We will sharpen our place-based work in Detroit, Memphis, New Orleans, and Fresno, recognizing that these cities are laboratories for understanding broader dynamics.

We will expand our capacity to work across traditional boundaries—between sectors, between disciplines, between the urgent and the long term.
We will be more explicit about our values and the principles that guide our work, particularly around equity, community voice, and democratic participation.
“Rather than simply justifying our existence, we must demonstrate our value through action—by being useful to communities, by deploying our resources with humility and effectiveness, by using our position to amplify voices that might otherwise go unheard, by taking risks that others cannot.”
Rip Rapson
And we will invest in our own organizational capacity to navigate complexity, to learn quickly, and to adapt without losing our core identity.
There will always be tension between protecting what we’ve built and creating what must come next. The question is whether we can hold that tension creatively, using it to generate new possibilities rather than allowing it to paralyze us.

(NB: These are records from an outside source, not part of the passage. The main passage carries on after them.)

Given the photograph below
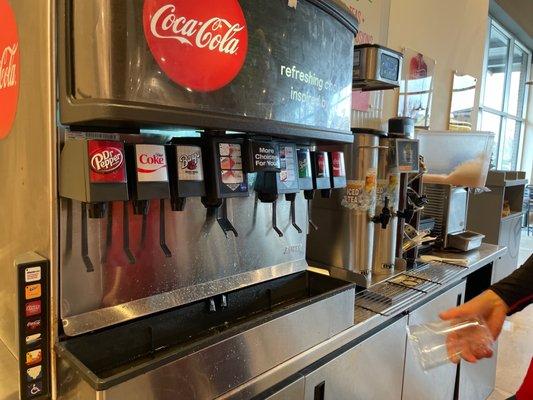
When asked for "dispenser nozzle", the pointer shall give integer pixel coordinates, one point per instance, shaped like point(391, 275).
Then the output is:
point(385, 216)
point(84, 240)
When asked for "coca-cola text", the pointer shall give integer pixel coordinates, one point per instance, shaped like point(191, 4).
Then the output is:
point(213, 34)
point(8, 68)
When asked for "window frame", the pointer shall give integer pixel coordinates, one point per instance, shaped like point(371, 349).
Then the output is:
point(520, 118)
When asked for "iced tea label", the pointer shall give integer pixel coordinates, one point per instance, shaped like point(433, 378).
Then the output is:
point(106, 161)
point(200, 45)
point(190, 166)
point(151, 163)
point(9, 68)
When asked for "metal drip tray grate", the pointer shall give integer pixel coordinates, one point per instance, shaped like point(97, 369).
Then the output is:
point(388, 296)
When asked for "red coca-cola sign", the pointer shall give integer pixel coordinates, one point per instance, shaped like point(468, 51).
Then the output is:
point(200, 45)
point(9, 68)
point(106, 161)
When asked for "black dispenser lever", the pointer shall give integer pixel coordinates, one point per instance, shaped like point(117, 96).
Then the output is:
point(148, 180)
point(385, 216)
point(223, 221)
point(292, 198)
point(126, 234)
point(224, 174)
point(162, 233)
point(84, 240)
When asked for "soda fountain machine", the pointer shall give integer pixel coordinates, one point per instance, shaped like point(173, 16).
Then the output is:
point(156, 259)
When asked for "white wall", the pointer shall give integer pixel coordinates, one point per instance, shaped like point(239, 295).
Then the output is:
point(527, 147)
point(452, 32)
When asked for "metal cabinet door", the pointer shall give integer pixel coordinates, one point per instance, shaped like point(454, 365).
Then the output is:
point(293, 391)
point(372, 370)
point(439, 383)
point(477, 381)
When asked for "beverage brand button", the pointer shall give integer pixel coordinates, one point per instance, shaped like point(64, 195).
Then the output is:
point(33, 339)
point(33, 325)
point(106, 161)
point(34, 373)
point(201, 46)
point(190, 166)
point(34, 389)
point(151, 163)
point(34, 357)
point(32, 274)
point(33, 308)
point(32, 291)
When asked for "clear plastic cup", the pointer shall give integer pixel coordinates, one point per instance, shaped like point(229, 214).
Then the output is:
point(442, 342)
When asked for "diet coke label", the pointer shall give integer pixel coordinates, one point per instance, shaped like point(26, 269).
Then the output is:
point(200, 45)
point(106, 161)
point(9, 68)
point(151, 163)
point(190, 167)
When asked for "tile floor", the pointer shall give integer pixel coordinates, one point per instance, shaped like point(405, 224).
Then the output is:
point(515, 342)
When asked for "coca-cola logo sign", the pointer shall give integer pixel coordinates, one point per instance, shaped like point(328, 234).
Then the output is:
point(106, 160)
point(200, 45)
point(151, 163)
point(9, 68)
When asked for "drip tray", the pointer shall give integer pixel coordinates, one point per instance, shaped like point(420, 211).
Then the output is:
point(287, 315)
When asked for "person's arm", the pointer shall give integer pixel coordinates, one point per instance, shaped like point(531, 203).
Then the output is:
point(517, 289)
point(509, 295)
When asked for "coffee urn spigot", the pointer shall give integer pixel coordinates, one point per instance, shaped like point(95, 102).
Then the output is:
point(93, 172)
point(385, 216)
point(225, 175)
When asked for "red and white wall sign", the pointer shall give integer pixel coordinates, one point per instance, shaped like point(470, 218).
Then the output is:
point(9, 68)
point(200, 45)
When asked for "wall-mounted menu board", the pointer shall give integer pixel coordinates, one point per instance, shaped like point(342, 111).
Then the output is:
point(246, 65)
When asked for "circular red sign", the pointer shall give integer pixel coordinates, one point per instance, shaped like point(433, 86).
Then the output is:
point(9, 68)
point(200, 45)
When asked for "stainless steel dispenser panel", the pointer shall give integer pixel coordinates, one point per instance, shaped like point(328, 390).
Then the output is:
point(214, 370)
point(296, 78)
point(204, 261)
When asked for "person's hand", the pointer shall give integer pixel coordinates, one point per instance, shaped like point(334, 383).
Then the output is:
point(487, 306)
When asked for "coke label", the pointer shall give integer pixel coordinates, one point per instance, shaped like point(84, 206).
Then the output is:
point(201, 46)
point(151, 163)
point(106, 161)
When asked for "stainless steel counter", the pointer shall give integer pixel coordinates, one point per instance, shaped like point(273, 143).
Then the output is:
point(486, 254)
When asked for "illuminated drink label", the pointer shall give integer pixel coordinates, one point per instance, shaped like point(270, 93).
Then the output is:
point(106, 161)
point(190, 164)
point(151, 163)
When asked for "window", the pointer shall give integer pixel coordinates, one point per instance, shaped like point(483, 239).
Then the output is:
point(502, 110)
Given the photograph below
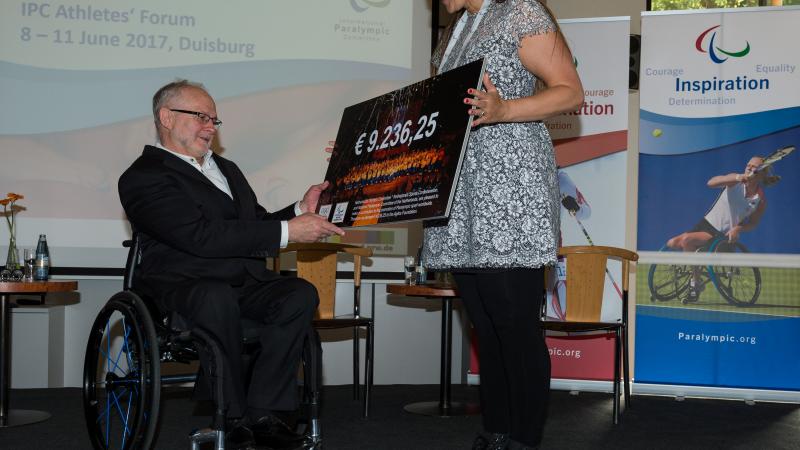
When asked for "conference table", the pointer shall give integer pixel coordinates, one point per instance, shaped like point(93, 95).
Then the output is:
point(16, 417)
point(445, 407)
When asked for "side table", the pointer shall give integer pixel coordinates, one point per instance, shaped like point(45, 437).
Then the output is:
point(444, 407)
point(16, 417)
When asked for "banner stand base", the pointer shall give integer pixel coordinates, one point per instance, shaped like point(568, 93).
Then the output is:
point(678, 391)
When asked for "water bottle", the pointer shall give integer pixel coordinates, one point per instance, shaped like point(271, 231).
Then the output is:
point(41, 268)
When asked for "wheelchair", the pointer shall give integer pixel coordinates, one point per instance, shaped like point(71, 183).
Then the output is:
point(739, 286)
point(122, 379)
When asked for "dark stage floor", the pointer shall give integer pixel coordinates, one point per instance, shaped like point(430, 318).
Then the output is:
point(576, 422)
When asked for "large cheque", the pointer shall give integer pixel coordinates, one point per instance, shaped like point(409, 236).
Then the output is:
point(397, 157)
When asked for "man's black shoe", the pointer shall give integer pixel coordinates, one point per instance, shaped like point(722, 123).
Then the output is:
point(239, 437)
point(273, 432)
point(490, 441)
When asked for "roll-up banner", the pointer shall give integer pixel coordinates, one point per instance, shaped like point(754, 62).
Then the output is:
point(591, 145)
point(718, 285)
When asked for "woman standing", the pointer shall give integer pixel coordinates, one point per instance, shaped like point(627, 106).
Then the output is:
point(504, 221)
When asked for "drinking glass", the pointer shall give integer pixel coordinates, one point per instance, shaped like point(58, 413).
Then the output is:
point(411, 269)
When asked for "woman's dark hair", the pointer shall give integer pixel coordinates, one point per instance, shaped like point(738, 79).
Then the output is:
point(448, 31)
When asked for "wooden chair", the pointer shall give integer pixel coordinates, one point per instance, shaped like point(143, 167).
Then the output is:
point(586, 272)
point(316, 263)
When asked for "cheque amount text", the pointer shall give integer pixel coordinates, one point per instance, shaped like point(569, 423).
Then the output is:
point(397, 134)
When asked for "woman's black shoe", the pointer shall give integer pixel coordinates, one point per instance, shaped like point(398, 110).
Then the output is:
point(239, 437)
point(490, 441)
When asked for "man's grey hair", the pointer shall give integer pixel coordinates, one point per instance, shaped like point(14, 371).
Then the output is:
point(168, 92)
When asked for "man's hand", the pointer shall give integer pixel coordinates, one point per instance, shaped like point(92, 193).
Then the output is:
point(310, 227)
point(733, 234)
point(311, 197)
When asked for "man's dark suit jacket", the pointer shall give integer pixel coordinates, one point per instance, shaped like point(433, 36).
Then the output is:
point(192, 230)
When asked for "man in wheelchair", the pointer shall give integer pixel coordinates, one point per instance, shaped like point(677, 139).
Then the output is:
point(204, 239)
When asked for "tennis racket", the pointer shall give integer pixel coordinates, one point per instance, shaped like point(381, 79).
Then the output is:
point(776, 156)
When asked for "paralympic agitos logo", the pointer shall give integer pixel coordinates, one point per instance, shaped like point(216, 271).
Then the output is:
point(717, 54)
point(363, 5)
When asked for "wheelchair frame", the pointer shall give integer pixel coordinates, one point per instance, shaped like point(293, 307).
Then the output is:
point(667, 282)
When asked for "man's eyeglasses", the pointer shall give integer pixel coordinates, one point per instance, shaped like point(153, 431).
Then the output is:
point(203, 117)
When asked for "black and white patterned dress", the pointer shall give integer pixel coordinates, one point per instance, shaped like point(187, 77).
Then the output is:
point(505, 211)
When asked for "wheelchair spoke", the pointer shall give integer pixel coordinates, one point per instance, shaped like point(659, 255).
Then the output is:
point(123, 417)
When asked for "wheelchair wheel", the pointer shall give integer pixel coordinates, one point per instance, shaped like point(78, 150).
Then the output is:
point(667, 281)
point(121, 376)
point(739, 285)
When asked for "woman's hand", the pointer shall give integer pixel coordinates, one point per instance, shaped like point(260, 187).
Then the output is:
point(487, 106)
point(329, 149)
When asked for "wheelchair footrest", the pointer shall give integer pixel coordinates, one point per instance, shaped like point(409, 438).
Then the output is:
point(204, 435)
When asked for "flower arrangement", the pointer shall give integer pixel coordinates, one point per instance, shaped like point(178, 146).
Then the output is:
point(10, 209)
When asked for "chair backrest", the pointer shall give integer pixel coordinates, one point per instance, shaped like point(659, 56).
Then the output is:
point(316, 263)
point(586, 272)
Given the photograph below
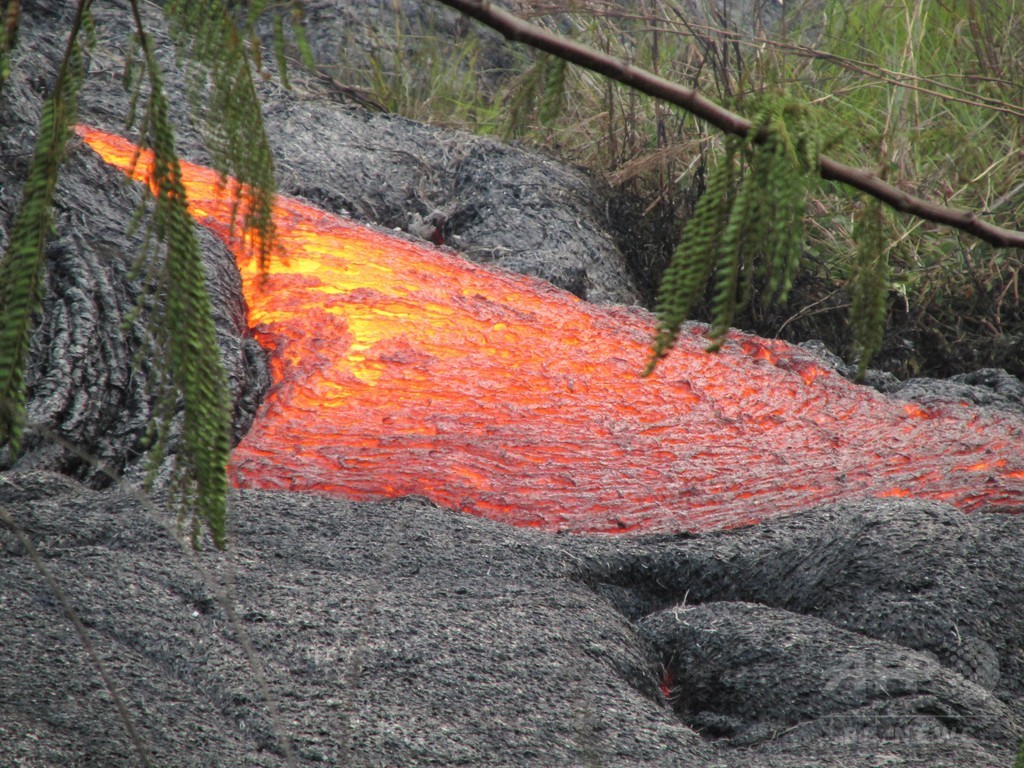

For decades, philanthropy has operated with certain assumptions about its place in the social change ecosystem—as catalyst, as risk-taker, as bridge-builder, as patient capital provider.
Today, many of these assumptions are being rightly challenged. This requires shifting from a defensive crouch to an active stance. Rather than simply justifying our existence, we must demonstrate our value through action—by being useful to communities, by deploying our resources with humility and effectiveness, by using our position to amplify voices that might otherwise go unheard, by taking risks that others cannot.
As we look toward the future, we do so with clear eyes about the challenges ahead and with determination to meet them. We know that the systems we work within are changing. We know that our role as a foundation will continue to evolve. We know that the path forward requires equal amounts of courage, humility, and conviction and flexibility.
This is the work before us. It’s a challenge we embrace.
Board Additions
The Kresge Foundation Board of Trustees welcomed Janis Bowdler as its newest member in 2025. Janis is a nationally recognized leader in economic inclusion and equity, with a career spanning government, philanthropy, and the nonprofit sector. She brings extraordinary expertise in aligning capital with policy to expand economic opportunity for those who need it most, and we are deeply grateful to have her counsel and leadership on our board.
Our Big News: We’re Moving
In September 2025, The Kresge Foundation was joined by community members, city leaders, partners and media to unveil a transformative investment in Northwest Detroit, an area where we have made substantial investments including supporting the transition of a historic 53-acre college campus into a nonprofit conservancy.
The move marks a new chapter in Kresge’s place-based philanthropy that includes constructing a new foundation headquarters in the city coupled with significant campus improvements, as well as off-campus stewardship and beautification of vacant land, property tax relief and home repair assistance to homeowners, and support to renters to remain in place.

As we prepare to become neighbors, we have convened residents to identify their priorities and have already begun to activate early projects that reflect community vision, strengthen stability, and lay the foundation for shared stewardship and long term neighborhood well being.